No matter which argument seems the sturdiest to you (they all have merit), the thief on the cross example doesn’t negate the necessity of baptism today.

God's Elect

Friday, June 19, 2020
     I'm confused.  The people of Israel were once God's "chosen people".  Jewish people see Jesus as a prophet, not as the Son of God.  The way to the Father is through the Son (Jesus), so does that mean that Jews will not get to heaven?  What have they done to no longer be "chosen"?

Not Picky

Dear Not Picky,

All those who reject Christ are lost (Jhn 14:6)… including Jews.  Paul used to visit the synagogues to preach Jesus to them (Acts 18:4).  The Jews are not Jesus’ chosen people; the church is.  Jesus says that Christians are His royal priesthood and chosen race (1 Pet 2:9).  Under the Old Testament, the Jewish people were God’s nation (Deut 7:6).  The Jewish nation was warned that if they rejected God’s Son, they would be rejecting God, and God would make a new nation out of those who believed in Christ (Jesus explained this to the Jews in the parable of the vineyard – Lk 20:9-19).  The vast majority of Jews didn’t believe in Jesus, and therefore, they never became a part of Jesus’ kingdom.  Jesus’ chosen people are those that love Him and keep His commandments (Jhn 14:15).  The Jewish people rejected God because they decided to keep their traditions instead of accepting God’s Son (Mk 7:9).


Thursday, June 18, 2020
      What is the meaning and relationship between Christ and "the order of Melchizedek" in Hebrews 6:20, 3:1?

Seeking Order

Dear Seeking Order,

Heb 3:1 says that Jesus is our high priest, but a special type of high priest.  The high priest was the one man in the nation of Israel who had the ability to go to God and ask the Lord to forgive the people of their sins (Heb 9:7).  The problem was that under the Old Covenant, Jesus had no right to be the high priest because He was from the tribe of Judah, and all high priests came from the tribe of Levi (Deut 18:1).

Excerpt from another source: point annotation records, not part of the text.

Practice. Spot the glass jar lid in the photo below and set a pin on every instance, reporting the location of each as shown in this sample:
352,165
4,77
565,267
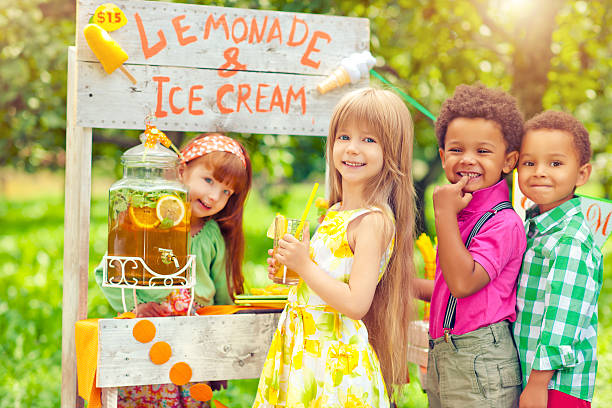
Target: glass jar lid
158,156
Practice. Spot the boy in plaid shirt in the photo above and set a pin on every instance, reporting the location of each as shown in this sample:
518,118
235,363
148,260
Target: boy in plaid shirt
560,280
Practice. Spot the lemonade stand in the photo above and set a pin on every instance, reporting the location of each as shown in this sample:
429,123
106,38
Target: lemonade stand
148,224
198,69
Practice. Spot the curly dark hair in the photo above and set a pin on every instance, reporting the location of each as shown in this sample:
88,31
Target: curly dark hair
555,120
478,101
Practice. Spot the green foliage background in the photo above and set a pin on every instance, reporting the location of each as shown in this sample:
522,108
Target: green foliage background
30,302
550,54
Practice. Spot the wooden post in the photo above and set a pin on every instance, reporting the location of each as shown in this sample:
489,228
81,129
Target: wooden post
76,235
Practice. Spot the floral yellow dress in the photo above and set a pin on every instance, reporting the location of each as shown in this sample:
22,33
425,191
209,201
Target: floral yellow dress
318,356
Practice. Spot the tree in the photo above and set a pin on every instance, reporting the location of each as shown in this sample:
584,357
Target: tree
549,54
546,53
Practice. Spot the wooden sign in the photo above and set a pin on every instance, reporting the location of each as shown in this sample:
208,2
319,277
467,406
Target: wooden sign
596,211
204,68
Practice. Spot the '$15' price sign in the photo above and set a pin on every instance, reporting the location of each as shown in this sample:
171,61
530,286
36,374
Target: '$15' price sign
109,17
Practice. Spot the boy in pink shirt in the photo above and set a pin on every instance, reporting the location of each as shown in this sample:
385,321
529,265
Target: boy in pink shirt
481,240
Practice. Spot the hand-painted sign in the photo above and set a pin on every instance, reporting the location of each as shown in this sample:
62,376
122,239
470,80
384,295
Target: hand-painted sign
204,68
597,211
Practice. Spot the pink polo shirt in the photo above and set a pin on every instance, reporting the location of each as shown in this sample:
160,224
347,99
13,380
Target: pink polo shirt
499,248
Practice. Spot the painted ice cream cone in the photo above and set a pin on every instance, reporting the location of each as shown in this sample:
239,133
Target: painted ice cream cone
350,71
335,80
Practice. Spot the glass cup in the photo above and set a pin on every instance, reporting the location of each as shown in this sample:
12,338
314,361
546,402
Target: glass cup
282,226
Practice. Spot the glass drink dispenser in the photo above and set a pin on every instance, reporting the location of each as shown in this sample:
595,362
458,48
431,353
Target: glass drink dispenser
148,223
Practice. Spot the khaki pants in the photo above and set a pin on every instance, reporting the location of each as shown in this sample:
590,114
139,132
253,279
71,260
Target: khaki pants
475,369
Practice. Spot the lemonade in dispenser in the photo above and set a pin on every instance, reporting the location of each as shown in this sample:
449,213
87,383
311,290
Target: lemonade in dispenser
148,221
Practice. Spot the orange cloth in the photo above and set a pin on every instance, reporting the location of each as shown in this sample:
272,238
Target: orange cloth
86,339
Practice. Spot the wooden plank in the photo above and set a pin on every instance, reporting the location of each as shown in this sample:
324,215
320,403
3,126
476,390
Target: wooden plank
76,235
216,348
183,27
187,99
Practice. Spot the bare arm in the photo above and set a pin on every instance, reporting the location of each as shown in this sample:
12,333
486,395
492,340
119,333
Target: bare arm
462,274
352,299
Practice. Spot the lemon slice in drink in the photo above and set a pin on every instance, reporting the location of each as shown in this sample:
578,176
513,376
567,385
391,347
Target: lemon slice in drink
170,207
143,217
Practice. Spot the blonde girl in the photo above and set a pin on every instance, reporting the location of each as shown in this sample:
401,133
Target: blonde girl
341,340
217,171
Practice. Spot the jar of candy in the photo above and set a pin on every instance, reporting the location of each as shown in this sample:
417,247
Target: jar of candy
148,220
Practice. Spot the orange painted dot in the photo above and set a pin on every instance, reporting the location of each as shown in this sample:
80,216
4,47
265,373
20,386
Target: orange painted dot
160,352
144,331
180,373
201,392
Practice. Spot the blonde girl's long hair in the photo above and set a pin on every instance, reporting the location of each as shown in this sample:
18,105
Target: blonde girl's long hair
384,114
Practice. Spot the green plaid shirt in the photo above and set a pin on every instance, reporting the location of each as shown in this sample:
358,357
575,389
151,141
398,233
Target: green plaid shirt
559,283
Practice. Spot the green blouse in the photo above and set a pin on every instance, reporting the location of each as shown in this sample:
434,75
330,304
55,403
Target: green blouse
211,283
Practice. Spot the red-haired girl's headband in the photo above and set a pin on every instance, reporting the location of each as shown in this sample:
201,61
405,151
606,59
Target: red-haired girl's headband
212,143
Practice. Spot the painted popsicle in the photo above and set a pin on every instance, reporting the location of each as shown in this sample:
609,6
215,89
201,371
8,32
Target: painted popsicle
110,54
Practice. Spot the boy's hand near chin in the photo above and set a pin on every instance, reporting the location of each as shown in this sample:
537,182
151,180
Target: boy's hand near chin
449,199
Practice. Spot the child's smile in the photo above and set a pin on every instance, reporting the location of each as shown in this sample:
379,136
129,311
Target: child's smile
549,170
357,155
207,195
475,148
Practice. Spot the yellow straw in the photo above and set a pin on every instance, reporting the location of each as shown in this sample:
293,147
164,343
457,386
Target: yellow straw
305,213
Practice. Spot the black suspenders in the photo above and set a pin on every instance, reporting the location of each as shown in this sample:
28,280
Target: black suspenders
451,307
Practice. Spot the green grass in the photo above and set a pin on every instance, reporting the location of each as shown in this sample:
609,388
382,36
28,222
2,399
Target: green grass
31,253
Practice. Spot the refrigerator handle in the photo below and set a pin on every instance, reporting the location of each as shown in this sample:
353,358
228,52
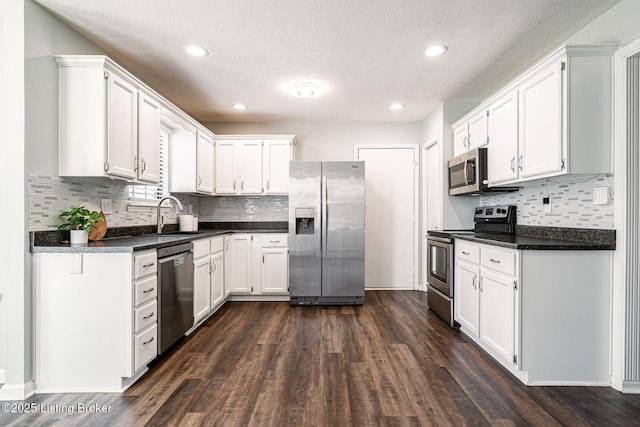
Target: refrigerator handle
325,216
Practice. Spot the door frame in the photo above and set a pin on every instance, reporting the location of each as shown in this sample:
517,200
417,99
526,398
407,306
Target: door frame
417,223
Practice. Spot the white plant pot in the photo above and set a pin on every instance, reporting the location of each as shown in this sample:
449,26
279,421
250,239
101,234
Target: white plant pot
79,237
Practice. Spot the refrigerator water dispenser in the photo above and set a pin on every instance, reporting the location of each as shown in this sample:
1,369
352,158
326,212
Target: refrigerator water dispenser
305,220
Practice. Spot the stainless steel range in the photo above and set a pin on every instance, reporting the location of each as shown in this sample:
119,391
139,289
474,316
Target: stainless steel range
492,220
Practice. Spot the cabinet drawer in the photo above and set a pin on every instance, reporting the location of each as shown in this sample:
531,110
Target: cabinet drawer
499,260
145,347
217,244
274,240
146,289
146,315
468,252
201,248
145,264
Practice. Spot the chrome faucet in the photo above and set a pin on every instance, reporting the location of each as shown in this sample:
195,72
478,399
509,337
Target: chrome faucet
178,209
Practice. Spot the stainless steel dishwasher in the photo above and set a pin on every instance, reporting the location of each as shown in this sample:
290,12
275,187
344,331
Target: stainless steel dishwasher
175,296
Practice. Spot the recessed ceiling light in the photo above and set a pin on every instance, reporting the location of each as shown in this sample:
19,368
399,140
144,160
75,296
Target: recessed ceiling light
195,50
305,90
436,50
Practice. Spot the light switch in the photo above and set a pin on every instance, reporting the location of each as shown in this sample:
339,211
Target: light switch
107,207
76,264
601,196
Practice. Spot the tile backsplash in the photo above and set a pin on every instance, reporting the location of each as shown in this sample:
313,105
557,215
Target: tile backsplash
51,195
571,203
238,208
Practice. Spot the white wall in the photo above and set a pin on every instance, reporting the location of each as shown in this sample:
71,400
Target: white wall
15,300
323,141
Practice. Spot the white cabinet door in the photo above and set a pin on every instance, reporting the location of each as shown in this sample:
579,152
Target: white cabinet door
477,130
148,139
503,136
466,299
497,313
541,122
201,288
217,280
250,170
122,124
204,164
238,264
275,270
225,161
276,156
460,138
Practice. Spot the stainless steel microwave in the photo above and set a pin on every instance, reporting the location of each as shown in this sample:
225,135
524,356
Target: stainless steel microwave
468,174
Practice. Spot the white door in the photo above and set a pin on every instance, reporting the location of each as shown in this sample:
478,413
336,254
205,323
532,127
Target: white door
204,164
123,127
502,155
251,167
148,139
541,122
391,200
225,168
497,304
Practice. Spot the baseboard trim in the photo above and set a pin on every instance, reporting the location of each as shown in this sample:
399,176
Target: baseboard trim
17,391
631,387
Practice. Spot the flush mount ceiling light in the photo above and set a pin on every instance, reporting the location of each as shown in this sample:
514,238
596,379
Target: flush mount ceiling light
305,90
436,50
195,50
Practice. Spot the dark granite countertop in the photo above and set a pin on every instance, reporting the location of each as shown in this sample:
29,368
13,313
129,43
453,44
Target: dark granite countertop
548,238
131,239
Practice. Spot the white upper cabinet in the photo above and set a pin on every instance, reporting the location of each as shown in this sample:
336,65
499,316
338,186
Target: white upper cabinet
502,158
540,143
276,155
563,108
204,163
250,170
148,145
470,133
106,122
253,164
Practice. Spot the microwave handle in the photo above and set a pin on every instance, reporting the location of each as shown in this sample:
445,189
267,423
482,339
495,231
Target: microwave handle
466,175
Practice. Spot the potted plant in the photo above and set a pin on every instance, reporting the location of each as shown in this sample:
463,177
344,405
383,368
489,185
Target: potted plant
79,222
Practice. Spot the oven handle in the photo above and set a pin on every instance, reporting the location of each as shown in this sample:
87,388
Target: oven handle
439,239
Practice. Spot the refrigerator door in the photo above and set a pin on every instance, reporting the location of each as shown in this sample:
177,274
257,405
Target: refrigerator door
305,262
343,214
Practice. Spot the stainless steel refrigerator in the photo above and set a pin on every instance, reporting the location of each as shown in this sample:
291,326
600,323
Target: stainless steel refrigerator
326,233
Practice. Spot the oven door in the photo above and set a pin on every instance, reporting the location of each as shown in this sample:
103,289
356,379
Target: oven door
440,264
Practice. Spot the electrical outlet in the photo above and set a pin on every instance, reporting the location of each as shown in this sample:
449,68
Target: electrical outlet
76,264
106,206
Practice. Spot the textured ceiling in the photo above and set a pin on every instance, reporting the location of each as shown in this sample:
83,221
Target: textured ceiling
367,53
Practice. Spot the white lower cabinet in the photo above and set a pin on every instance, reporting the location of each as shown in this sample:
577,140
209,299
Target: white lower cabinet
208,268
542,314
95,320
256,264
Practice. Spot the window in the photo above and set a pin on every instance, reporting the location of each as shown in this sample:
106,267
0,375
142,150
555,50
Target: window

Jesus was from the tribe of Judah – the tribe that kings came from (Gen 49:10).  However, before the nation of Israel existed, there was a king that was also a priest named Melchizedek (Gen 14:18).  Heb 7:1-3 says that Jesus is a king like Melchizedek.  Jesus is both king and priest under the New Covenant.  Jesus changed the law from the Old Testament to the New Testament and became forever both king and priest to the church (Heb 7:17).